Hahn referred to the recent election results, and said they could move Skagway further away from a White Pass agreement.

Monica Carlson and David Brena, two lease opponents, were elected mayor and assembly member. Dan Henry won the Assembly second seat. He supported a previous lease proposal.

The Assembly decided to prepare the request for proposals so it’s ready to go to bid if the access situation becomes more clear.

Here’s another layer of the port conundrum: White Pass could be sold.

A June news release said the railroad’s parent company, ClubLink, is conducting a review of White Pass which may include selling the business.

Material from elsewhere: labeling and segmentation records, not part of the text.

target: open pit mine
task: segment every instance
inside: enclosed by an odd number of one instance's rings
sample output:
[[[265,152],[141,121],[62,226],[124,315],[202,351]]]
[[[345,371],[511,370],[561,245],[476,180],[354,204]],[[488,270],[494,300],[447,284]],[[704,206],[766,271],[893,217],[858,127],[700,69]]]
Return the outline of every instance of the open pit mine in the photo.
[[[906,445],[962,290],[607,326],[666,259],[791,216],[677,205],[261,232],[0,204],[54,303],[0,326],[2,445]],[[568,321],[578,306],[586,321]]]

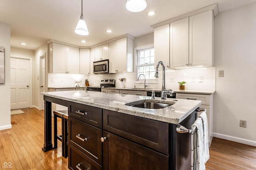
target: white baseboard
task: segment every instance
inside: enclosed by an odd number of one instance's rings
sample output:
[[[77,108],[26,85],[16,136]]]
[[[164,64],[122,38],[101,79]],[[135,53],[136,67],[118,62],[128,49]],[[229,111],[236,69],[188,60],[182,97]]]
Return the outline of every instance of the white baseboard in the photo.
[[[228,141],[233,141],[233,142],[242,143],[243,144],[248,145],[253,147],[256,147],[256,141],[246,139],[243,138],[240,138],[232,136],[229,136],[217,133],[213,133],[213,137],[228,140]]]
[[[6,125],[6,126],[0,126],[0,131],[12,129],[12,125]]]
[[[38,107],[36,106],[35,106],[34,105],[33,105],[33,106],[32,106],[32,108],[34,108],[35,109],[37,109],[38,110],[39,110],[39,107]]]

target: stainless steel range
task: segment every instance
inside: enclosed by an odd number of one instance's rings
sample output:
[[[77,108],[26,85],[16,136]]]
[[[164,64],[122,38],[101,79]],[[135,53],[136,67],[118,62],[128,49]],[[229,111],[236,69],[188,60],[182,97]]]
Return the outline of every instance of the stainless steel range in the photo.
[[[86,88],[88,91],[95,92],[101,92],[102,87],[116,87],[115,79],[102,79],[100,80],[100,86],[88,86]]]

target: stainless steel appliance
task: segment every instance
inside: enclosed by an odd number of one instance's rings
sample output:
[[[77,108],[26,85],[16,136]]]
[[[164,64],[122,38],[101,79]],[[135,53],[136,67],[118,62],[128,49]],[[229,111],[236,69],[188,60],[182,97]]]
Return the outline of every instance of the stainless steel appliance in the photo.
[[[94,74],[108,73],[108,60],[94,62],[93,73]]]
[[[101,92],[102,87],[116,87],[116,81],[115,79],[102,79],[100,80],[100,86],[87,87],[86,90],[95,92]]]

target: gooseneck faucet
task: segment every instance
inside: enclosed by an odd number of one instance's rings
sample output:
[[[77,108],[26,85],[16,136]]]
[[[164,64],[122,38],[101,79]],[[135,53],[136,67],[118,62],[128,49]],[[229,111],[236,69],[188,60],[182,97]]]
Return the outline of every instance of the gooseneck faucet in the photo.
[[[172,95],[174,92],[171,90],[170,90],[166,89],[165,87],[165,66],[164,62],[162,61],[159,61],[156,64],[156,72],[155,72],[155,77],[159,77],[159,70],[158,68],[159,65],[162,65],[163,68],[163,81],[162,82],[162,90],[161,91],[161,99],[165,100],[166,99],[167,94]]]
[[[142,75],[144,76],[144,88],[146,88],[146,87],[148,87],[148,85],[146,84],[146,76],[145,76],[145,75],[143,74],[140,74],[138,78],[138,79],[137,79],[137,81],[139,81],[140,80],[140,76]]]

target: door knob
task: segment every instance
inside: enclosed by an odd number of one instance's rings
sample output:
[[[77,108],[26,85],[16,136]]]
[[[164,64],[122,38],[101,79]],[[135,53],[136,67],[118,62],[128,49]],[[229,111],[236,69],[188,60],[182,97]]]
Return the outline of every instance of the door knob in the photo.
[[[100,141],[101,141],[102,142],[104,142],[104,141],[105,141],[106,139],[107,139],[106,137],[102,137],[100,138]]]

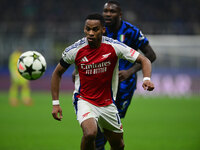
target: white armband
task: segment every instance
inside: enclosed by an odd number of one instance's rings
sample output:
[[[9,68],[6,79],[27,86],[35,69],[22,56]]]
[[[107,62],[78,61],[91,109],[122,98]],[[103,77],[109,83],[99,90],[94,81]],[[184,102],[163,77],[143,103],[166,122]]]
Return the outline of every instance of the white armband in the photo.
[[[52,104],[53,104],[53,105],[60,105],[59,100],[53,100],[53,101],[52,101]]]
[[[149,81],[150,81],[151,78],[150,78],[150,77],[144,77],[144,78],[143,78],[143,82],[146,81],[146,80],[149,80]]]

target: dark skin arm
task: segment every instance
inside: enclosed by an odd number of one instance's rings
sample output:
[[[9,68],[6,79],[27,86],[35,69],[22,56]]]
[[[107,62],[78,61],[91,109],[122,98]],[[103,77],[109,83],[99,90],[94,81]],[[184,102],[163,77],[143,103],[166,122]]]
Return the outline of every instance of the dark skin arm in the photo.
[[[141,48],[140,50],[151,62],[154,62],[156,60],[156,54],[149,44],[147,44],[145,47]],[[141,64],[136,63],[128,70],[119,71],[119,81],[122,82],[128,79],[131,75],[140,71],[141,69],[142,69]]]
[[[150,60],[139,54],[139,56],[136,59],[137,63],[140,63],[142,66],[142,73],[143,77],[151,77],[151,62]],[[142,87],[144,90],[152,91],[154,89],[154,84],[150,80],[145,80],[142,84]]]
[[[59,100],[59,89],[60,89],[60,81],[63,73],[66,71],[66,68],[62,67],[58,64],[52,74],[51,78],[51,95],[53,100]],[[52,110],[52,116],[54,119],[61,121],[62,109],[60,105],[54,105]]]

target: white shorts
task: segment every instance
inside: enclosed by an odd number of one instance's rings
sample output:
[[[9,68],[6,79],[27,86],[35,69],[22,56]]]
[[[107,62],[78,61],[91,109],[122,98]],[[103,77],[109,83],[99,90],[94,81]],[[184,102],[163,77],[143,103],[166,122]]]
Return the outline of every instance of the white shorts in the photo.
[[[79,99],[77,103],[77,120],[79,124],[89,118],[96,119],[102,132],[103,129],[116,133],[123,132],[118,110],[114,104],[98,107],[85,100]]]

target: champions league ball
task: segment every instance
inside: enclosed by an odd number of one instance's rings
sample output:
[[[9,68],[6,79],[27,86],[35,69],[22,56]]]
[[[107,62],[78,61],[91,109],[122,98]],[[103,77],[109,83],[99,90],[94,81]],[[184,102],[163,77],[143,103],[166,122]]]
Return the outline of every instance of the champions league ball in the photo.
[[[25,79],[36,80],[44,74],[47,64],[45,58],[39,52],[27,51],[19,57],[17,68]]]

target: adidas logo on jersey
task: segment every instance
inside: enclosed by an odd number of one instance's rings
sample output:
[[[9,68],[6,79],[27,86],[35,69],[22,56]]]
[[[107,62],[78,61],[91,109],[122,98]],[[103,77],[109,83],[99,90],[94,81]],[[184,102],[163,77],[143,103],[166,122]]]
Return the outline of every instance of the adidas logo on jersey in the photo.
[[[87,57],[85,56],[85,57],[83,57],[82,59],[81,59],[81,62],[88,62],[88,59],[87,59]]]

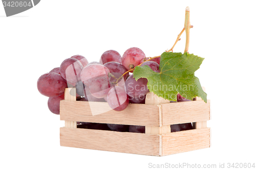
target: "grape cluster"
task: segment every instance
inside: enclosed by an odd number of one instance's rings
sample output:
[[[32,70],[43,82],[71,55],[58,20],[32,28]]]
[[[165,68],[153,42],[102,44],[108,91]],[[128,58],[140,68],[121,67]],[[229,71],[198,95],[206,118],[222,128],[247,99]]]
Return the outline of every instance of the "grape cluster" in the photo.
[[[141,64],[160,72],[160,57],[145,61],[148,59],[137,47],[129,48],[122,57],[116,51],[107,51],[102,54],[99,62],[89,63],[84,57],[75,55],[63,61],[59,67],[40,77],[37,88],[41,94],[49,98],[49,109],[56,114],[59,114],[60,101],[64,99],[67,87],[75,88],[77,99],[81,101],[106,102],[112,109],[122,111],[129,103],[145,104],[146,94],[149,92],[147,79],[140,78],[136,81],[132,72]],[[187,101],[179,94],[177,96],[178,102]],[[86,126],[93,129],[94,126],[103,126],[87,124]],[[145,132],[143,126],[107,124],[102,127],[120,132]]]

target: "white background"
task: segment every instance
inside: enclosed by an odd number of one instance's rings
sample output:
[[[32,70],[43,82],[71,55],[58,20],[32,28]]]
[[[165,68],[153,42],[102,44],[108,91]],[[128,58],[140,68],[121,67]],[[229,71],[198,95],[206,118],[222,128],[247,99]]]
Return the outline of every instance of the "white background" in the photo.
[[[41,1],[6,17],[0,5],[1,169],[146,169],[148,163],[256,163],[255,1]],[[98,61],[133,46],[170,48],[190,9],[189,52],[211,101],[210,148],[158,157],[60,147],[59,116],[37,90],[42,74],[74,55]],[[185,34],[174,48],[183,52]],[[254,162],[253,162],[254,161]]]

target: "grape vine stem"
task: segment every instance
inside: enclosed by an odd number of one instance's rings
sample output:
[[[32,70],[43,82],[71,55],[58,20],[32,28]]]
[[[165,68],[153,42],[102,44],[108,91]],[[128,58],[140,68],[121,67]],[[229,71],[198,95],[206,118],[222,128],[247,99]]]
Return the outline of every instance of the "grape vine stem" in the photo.
[[[183,29],[182,29],[182,30],[181,31],[180,33],[178,35],[178,37],[176,39],[176,41],[175,41],[175,43],[174,43],[173,47],[170,50],[165,51],[165,52],[168,53],[168,52],[170,52],[170,51],[172,51],[172,52],[173,52],[173,49],[174,49],[174,47],[176,45],[178,41],[180,40],[180,36],[181,36],[182,33],[184,32],[184,31],[185,31],[185,32],[186,32],[186,45],[185,46],[185,51],[184,51],[184,53],[185,53],[186,52],[188,52],[188,47],[189,46],[189,31],[190,31],[190,29],[191,28],[193,28],[193,26],[190,25],[189,7],[187,7],[186,8],[186,12],[185,12],[185,15],[184,27],[183,28]],[[142,64],[144,62],[145,62],[146,61],[150,61],[152,59],[154,59],[154,58],[158,58],[158,57],[161,57],[161,55],[158,56],[154,57],[150,57],[150,58],[148,59],[145,60],[143,62],[142,62],[140,64],[139,64],[137,66],[140,66],[141,65],[141,64]],[[128,71],[124,72],[118,79],[116,78],[116,79],[117,79],[117,81],[115,82],[115,84],[117,84],[118,82],[118,81],[120,80],[120,79],[121,79],[123,77],[123,76],[124,76],[125,74],[127,74],[128,72],[133,71],[133,70],[134,70],[135,69],[135,67],[131,68],[130,70],[129,70]]]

White Pass operates primarily as an excursion for cruise visitors. And there’s been speculation about whether a cruise line might buy the railroad.

White Pass and ClubLink officials did not return requests for comment on this question.

Hahn addressed the concern at Thursday’s meeting.

“I do see situations, however extreme, if a cruise ship company bought the railroad company, and decided to play around with the schedules, to say, “Well, it’s just not profitable to have them operating on Thursdays and Mondays so we’re gonna shut those days down,”” Hahn said.

In light of the concern about a potential cruise line monopoly on the docks, the assembly is amending municipal code to try to ensure a fair marketplace.

The Assembly referred the code changes to the port commission.

As for the tidelands memorandum on which so many questions hinge, the Assembly did not decide on a next step.